As for the test utils, wherever. Can I put it in "Cython/TestUtils.py", 
so that any more test utils can be added later?

(Out of curiosity, does a package have more overhead than a few inodes
on my filesystem? Or is it just that you don't like to have many of them?)

> No, not a good idea. Add a test class to the runtests.py that only
> transforms the code, and then provide each test file with the expected
> result in a string, just like the error tester does. That way, you can
> still add a doctest to the source file and run the unchanged code and the
> transformed code through the normal test runner to see if both work as
> expected.
> 
> Something like this might work as a test layout:
> 
<snip>
> And then you parse the source file (see the error test class for this) and
> append a serialisation of a dictionary that maps the names of all Python
> functions found in the file to their transformed body, before you compile
> and run the file in the test runner. Do you think that would work?

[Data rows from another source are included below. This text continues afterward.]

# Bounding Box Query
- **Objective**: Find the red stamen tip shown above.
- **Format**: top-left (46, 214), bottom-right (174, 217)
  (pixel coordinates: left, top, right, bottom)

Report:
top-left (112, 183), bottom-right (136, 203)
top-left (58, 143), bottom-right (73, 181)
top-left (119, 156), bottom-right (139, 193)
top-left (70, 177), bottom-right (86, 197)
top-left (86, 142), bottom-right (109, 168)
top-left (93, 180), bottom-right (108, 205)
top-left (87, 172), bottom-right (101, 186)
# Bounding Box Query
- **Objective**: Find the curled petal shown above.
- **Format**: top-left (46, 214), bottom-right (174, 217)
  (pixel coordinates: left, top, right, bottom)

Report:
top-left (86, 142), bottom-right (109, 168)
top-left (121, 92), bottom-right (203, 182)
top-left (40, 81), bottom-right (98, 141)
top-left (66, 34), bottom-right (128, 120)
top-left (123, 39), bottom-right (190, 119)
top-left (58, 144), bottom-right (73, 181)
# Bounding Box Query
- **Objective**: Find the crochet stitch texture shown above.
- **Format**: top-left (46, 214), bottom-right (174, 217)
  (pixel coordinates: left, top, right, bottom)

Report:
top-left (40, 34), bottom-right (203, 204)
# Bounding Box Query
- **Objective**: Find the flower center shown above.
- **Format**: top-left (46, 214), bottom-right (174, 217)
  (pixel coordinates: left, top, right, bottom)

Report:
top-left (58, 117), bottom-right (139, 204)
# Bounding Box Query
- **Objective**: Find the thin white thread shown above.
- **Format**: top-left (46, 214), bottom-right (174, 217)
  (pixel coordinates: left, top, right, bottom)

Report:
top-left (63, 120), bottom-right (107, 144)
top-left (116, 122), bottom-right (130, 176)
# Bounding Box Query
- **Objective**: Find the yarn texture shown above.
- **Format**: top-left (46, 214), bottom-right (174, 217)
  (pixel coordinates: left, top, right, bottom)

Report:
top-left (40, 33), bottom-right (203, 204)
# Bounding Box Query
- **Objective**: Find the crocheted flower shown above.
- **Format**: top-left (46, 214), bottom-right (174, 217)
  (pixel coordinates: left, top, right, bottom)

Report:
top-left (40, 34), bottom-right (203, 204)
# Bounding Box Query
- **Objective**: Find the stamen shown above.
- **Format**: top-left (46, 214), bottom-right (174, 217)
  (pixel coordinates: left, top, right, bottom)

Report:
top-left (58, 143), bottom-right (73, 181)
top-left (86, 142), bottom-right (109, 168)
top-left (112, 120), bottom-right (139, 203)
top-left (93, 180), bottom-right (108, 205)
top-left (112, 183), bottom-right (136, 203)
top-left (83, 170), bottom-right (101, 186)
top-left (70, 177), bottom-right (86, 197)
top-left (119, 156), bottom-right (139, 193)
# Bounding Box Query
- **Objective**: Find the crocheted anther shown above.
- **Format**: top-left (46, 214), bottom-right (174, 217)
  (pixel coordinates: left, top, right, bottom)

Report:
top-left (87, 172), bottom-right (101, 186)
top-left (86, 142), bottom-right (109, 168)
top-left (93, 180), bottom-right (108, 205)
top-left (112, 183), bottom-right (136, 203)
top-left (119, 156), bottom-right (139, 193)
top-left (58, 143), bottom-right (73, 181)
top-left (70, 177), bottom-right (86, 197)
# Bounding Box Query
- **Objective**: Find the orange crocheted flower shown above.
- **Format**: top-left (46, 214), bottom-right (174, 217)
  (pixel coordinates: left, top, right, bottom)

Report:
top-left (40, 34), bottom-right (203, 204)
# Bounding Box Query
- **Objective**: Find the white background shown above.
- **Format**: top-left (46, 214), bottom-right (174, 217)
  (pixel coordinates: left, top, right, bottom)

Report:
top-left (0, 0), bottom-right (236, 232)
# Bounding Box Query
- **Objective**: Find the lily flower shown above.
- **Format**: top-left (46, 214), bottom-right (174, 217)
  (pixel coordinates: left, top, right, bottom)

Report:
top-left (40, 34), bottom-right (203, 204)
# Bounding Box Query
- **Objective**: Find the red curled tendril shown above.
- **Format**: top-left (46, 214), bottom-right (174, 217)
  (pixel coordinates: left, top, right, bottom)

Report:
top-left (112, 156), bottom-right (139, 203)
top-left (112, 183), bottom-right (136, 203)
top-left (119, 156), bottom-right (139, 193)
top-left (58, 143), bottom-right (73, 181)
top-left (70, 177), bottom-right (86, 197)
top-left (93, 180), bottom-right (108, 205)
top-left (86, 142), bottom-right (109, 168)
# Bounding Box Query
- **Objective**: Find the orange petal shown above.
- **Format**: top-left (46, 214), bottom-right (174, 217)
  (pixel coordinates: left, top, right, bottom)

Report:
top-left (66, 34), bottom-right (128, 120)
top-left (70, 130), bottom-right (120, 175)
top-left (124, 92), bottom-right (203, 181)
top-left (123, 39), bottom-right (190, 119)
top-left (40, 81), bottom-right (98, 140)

I can sympathize with the goals, but it needs some changes.

Issues:
- I don't want to test that the entire pipeline. I.e., if another 
transform comes along later it might do further optimizations to that 
loop which I do not want to interfer with the test. (This is all about 
the "brittle interdependency" stuff -- I don't want to care about what 
is happening elsewhere when I'm working on one part of the compiler.)

I.e there must be a mechanism for specifying exactly which transforms to 
run.

BTW, the reasons for these tests are to set up checkable contracts 
between different stages of the compilation, not to check that the 
end-result is working. For the end-result regular tests like what we 
have will also be needed. ("unit tests" vs. "integration tests")

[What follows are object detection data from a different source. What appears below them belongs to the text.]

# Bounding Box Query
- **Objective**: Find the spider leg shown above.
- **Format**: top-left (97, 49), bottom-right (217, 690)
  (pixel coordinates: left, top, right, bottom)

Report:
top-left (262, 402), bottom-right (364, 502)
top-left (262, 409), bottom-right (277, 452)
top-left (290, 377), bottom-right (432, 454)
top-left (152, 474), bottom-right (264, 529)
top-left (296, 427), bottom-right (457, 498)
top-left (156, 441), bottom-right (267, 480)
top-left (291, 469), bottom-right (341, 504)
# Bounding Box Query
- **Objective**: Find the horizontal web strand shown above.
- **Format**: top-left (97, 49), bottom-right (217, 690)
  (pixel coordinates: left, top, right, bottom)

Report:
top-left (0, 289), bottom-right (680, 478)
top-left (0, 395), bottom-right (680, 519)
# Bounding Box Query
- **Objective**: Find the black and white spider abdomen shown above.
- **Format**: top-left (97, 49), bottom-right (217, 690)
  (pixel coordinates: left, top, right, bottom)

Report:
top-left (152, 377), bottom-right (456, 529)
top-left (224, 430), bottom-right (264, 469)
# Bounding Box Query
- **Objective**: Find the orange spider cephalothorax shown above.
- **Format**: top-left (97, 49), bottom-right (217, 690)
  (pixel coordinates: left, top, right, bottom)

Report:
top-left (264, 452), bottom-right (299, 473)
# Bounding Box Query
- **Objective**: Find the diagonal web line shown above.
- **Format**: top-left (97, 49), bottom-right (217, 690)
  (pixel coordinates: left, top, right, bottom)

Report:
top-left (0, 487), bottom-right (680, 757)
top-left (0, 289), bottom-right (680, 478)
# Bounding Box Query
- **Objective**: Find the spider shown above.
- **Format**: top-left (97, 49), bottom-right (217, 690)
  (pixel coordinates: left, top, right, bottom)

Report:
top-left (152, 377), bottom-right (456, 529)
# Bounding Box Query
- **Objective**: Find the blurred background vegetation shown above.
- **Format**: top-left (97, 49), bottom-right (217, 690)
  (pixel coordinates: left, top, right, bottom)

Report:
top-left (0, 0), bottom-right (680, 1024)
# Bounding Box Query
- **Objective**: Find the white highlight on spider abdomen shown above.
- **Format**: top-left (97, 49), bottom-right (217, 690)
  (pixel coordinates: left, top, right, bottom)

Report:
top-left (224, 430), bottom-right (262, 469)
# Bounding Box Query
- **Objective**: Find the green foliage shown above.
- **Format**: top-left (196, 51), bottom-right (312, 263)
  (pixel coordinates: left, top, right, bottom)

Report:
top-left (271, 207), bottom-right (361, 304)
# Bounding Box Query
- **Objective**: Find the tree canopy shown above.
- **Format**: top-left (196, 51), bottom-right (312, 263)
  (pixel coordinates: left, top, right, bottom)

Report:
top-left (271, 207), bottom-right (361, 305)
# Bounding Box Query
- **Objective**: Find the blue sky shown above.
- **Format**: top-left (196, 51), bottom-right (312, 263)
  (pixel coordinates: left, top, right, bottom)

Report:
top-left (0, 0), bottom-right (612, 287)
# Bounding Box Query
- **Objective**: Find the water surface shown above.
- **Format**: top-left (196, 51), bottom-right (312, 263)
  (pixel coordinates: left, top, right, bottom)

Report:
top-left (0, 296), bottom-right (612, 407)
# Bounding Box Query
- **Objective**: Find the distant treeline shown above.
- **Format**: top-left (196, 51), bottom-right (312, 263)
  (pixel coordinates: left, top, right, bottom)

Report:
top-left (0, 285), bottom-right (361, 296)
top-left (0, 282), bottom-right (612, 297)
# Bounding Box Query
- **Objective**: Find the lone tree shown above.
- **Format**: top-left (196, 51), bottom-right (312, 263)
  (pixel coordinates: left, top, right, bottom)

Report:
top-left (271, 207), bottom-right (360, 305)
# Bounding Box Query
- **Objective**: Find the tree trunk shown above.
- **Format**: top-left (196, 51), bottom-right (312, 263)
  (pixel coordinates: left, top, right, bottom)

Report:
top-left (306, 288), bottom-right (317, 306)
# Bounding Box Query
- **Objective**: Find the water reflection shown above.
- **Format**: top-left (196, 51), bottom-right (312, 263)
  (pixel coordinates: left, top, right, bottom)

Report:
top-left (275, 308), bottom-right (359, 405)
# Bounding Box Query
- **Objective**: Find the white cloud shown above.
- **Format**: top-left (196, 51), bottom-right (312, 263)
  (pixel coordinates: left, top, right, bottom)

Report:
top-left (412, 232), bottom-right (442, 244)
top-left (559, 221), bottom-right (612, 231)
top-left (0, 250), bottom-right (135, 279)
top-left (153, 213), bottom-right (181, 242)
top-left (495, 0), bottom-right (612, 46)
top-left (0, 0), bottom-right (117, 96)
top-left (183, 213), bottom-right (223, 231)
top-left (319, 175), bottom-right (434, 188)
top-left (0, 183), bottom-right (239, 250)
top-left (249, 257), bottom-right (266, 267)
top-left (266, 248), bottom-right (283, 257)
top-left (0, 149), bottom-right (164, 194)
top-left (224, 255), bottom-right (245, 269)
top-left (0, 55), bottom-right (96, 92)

- Transforms generally don't work on such a small level that they can be 
tested within function definitions. Closures will need full module-scope 
comparison, inlineable functions (NumPy __getitem__ ...) will need 
cross-cimport-tests. With a runtime syntax I could simply do

test_transform(..., code="""
cimport test
...
""", pxds={"test": """
cdef class A: ...
"""})

and so on. It would be horrible to have to go make different files in 
order to test simple cross-import functionality.

So, in conclusion, perhaps I could fill testing/transforms with 
xml-files like this?:

<?xml version="1.0" encoding="utf-8"?>
<test stage="coerced" transform="ForInOptimizations">
<pxd name="test">
cdef class A:
     cdef int i
</pxd>
<pyx>
cimport test

cdef A a
</pyx>
<expected>
cimport test

cdef A a
</expected>
</test>

(I'll implement that nice and cleanly BTW, have the parser read StringIO 
objects from strings in the DOM...)

BTW, the output is not always going to stay valid Cython, but I can just 
not add doctests for those...

On a related note, this doesn't cover some other tests I might want to 
do that isn't related to straight input/output. Perhaps one could have 
"testing/pyunit" for PyUnit tests or similar?